Can Newt ride the anti-establishment mood into the White House?
I'm absolutely convinced Newt Gingrich would love to be president. But every time he starts making noises like a candidate, he seems to back off as if remembering his sky high negatives and problematic personal life.
This is a shame because if ever we needed an idea man in the White House - someone who could grasp the essentials of a problem and offer a solution (some more viable than others), it is the former speaker, public intellectual, and I believe, the primary carrier of the Reagan legacy today.
Listening to Gingrich speak is a treat for the mind and his columns are equally thought provoking. His latest points up something that many in the MSM and pundit class are ignoring; that the vote in California rejecting tax increases was, at bottom, a vote against the political establishment and a victory for the grass roots:
This vote is the second great signal that the American people are getting fed up with corrupt politicians, arrogant bureaucrats, greedy interests and incompetent, destructive government.The elites ridiculed or ignored the first harbinger of rebellion, the recent tea parties.
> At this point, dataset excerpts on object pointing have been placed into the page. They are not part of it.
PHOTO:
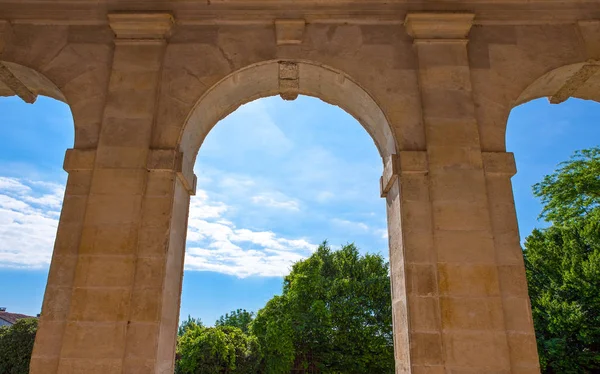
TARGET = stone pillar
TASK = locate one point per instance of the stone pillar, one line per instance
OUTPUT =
(499, 167)
(415, 301)
(112, 300)
(455, 280)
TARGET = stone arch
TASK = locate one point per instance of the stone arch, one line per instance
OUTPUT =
(26, 83)
(580, 80)
(264, 79)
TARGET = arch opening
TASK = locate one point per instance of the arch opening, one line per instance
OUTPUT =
(543, 137)
(265, 166)
(263, 80)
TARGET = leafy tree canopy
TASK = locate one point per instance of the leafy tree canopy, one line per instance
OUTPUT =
(563, 267)
(335, 312)
(239, 318)
(188, 324)
(16, 345)
(217, 350)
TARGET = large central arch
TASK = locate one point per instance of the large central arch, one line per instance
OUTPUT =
(285, 77)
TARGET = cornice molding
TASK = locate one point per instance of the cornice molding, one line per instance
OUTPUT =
(432, 26)
(141, 26)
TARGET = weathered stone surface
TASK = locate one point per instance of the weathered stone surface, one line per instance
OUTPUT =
(432, 85)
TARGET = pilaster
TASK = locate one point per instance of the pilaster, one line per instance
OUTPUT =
(466, 276)
(120, 307)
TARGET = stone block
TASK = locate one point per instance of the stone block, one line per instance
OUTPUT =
(101, 305)
(466, 185)
(57, 301)
(426, 348)
(436, 25)
(146, 305)
(445, 157)
(289, 31)
(119, 181)
(517, 314)
(477, 313)
(461, 215)
(421, 279)
(512, 280)
(523, 350)
(150, 272)
(101, 209)
(499, 163)
(424, 313)
(105, 271)
(142, 340)
(94, 342)
(79, 159)
(49, 338)
(468, 280)
(487, 351)
(458, 247)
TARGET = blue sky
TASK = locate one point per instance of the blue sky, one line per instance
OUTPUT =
(275, 179)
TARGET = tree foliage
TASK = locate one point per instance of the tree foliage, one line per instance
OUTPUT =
(563, 267)
(188, 324)
(335, 312)
(16, 345)
(217, 350)
(239, 318)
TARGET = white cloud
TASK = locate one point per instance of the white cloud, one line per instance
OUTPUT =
(29, 214)
(383, 233)
(216, 244)
(350, 225)
(276, 200)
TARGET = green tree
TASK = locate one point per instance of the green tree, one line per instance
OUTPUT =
(189, 324)
(217, 350)
(273, 328)
(336, 313)
(563, 267)
(16, 345)
(239, 318)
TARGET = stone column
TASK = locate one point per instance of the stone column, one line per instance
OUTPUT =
(112, 298)
(415, 300)
(465, 326)
(499, 167)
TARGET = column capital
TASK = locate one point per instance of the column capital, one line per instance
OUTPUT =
(141, 26)
(405, 162)
(172, 160)
(499, 164)
(439, 27)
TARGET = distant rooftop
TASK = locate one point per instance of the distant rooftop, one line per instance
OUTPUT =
(11, 318)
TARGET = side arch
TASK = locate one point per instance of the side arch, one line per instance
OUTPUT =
(580, 80)
(16, 79)
(262, 80)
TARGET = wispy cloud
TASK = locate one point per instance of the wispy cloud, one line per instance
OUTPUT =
(276, 200)
(29, 214)
(216, 244)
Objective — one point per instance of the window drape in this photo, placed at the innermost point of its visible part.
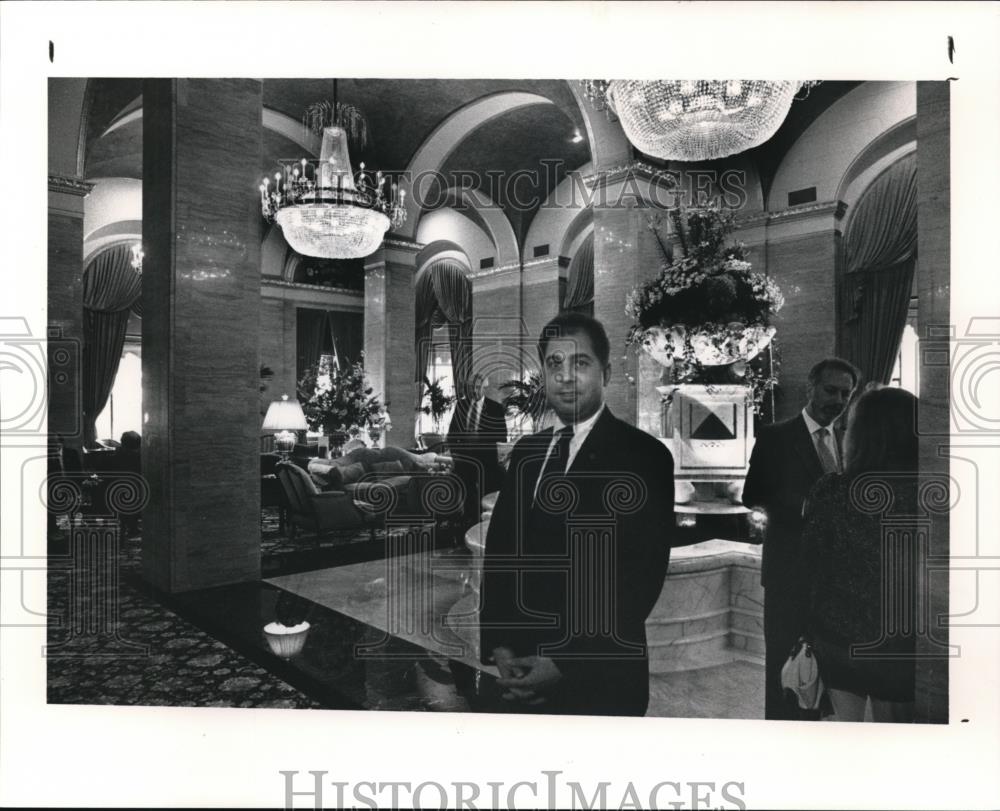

While it will be harder to ignore this massive anti-tax, anti-spending vote, they will attempt to do just that.Voters in our largest state spoke unambiguously, but politicians and lobbyists in Sacramento are ignoring or rejecting the voters' will, just as they are in Albany and Trenton. The states with huge government machines have basically moved beyond the control of the people. They have become castles of corruption, favoritism and wastefulness. These state governments are run by lobbyists for the various unions through bureaucracies seeking to impose the values of a militant left. Elections have become so rigged by big money and clever incumbents that the process of self-government is threatened.Sacramento politicians will now reject the voters' call for lower taxes and less spending and embrace the union-lobbyist-bureaucrat machine that is running California into the ground, crippling its economy and cheating residents. This model of high-tax, big-spending inefficiency has already driven thousands of successful Californians out of the state (taking with them an estimated $11 billion in annual tax revenue). The exodus will continue.
Gingrich points out that this anti-establishment mood is exactly what powered Ronald Reagan into office as his victory followed closely on the heels of the 1978 anti-property tax revolt in California that then swept the country.
Gingrich strongly supports the tea party movement and ties it in with the California vote, citing these twin protests as evidence there may be a groundswell of anti-government sentiment waiting to be tapped.
Is he the politician to do it and by doing so, ride that wave all the way to the Oval Office? As for the former, I have no doubt. But if he runs, he will reopen old wounds as well as bare his private life which at times has been pretty sordid. Moreso than Clinton's? No, but what does that matter when he will have the MSM gunning for him in ways they never went after Clinton.
All of this I'm sure he is taking into account as he ponders his future while directing his intellect and energies toward fighting Obama and his ruinous policies. In the end, he may find that he can be more effective outside the political arena than in it.